ノンフィクション作家の澤地久枝さんは、こう書いている。
「昭和史のおんな」を書いていたとき、消息のたえた夫の戦時死亡宣告をこばみつづけてきた妻の一人に会った。妻や子の幸福を願う、と言いおいて出征した夫の写真は居間にある。青年の面影のままである。妻は夫がのこした「遺言」をまだひらかずに、夫の生還を信じて待ちつづけている。誰も夫の最期を確認していない。その夫を、死者の仲間へ、わが手でふくませることを拒否している妻は、応召当時の夫の洋服や和服を大切に保存し、今日帰ってきても着せられるようにして待っている(※)。
時代がそうさせたのかもしれない、日本人が今ほどすれていない時代・・・そんな世俗の解説が虚しく聞こえるほど、濃密で広大な思考空間だ。喜怒哀楽とは似て非なる異質のなにか・・・
ふと、高校時代を憶った。古文・漢文のK先生だ。
この頃、古文・漢文が大嫌いだった。
模試・実力テストでは、判で押したように「5点/50点」。正答率10%、シャレにならない。
担任の先生が僕をよんで、不機嫌そうに言った。
「古文・漢文をなめてるのか?K先生のところに相談に行ってこい。話はつけてある」
K先生は、定年間近だったが、歳を感じさせない、美しい女性だった。
しかも、上品で、愛くるしい・・・ありえない取り合わせだ。
K先生は、僕をまっすぐ見すえ、こう言った。
「古典・漢文が足をひっぱっています。勉強してないのですか?」
「いえ、やってます。才能がないんですよ、ワハハ」。
先生の目は笑っていなかった。K先生の話がつづく。
「現国(現代国語)、いつも40点ですね(50点満点)。現代国語が40点なら、古文・漢文もそれくらいいくはずです。国語が80点なら、大学のランクが1つ上がりますよ。がんばりませんか」
愛くるしい目が、美しく老いた顔から、まっすぐ見すえている。思わず、
「はい、がんばりますっ!」
自分が信じられなかった。生意気で反抗的な生徒で通っていたのに、K先生の前ではコレ。
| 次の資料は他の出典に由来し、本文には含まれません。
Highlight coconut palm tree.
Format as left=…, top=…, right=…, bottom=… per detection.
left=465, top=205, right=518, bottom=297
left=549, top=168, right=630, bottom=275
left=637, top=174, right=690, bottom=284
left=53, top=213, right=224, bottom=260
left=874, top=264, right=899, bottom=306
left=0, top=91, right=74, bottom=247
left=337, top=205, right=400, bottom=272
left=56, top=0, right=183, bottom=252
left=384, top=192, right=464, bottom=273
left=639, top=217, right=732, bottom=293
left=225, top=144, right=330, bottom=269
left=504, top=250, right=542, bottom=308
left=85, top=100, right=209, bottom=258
それから、3ヶ月、K先生がすすめた参考書でガチで勉強した。
そして、次の模試・・・古文・漢文=5点/50点
やっぱり、才能だったんだ!
話はそこでなく・・・
K先生の前では借りてきた猫、にはもう一つ理由があった。
K先生は、太平洋戦争で婚約者を失っている。結婚直前に出征し、還らなかったのだ。ところが、K先生は二度と結婚しなかった。あんな愛くるしい、美しい、聡明な女性なのに。事実、縁談の話がふるようにあったという。婚約者が忘れられない、死が受け入れられない、それとも大切な思い出を壊したくないから・・・
今でも、K先生の愛くるしい目を思い出す。そして今・・・短歌と中島敦(漢文学者)にはまっている。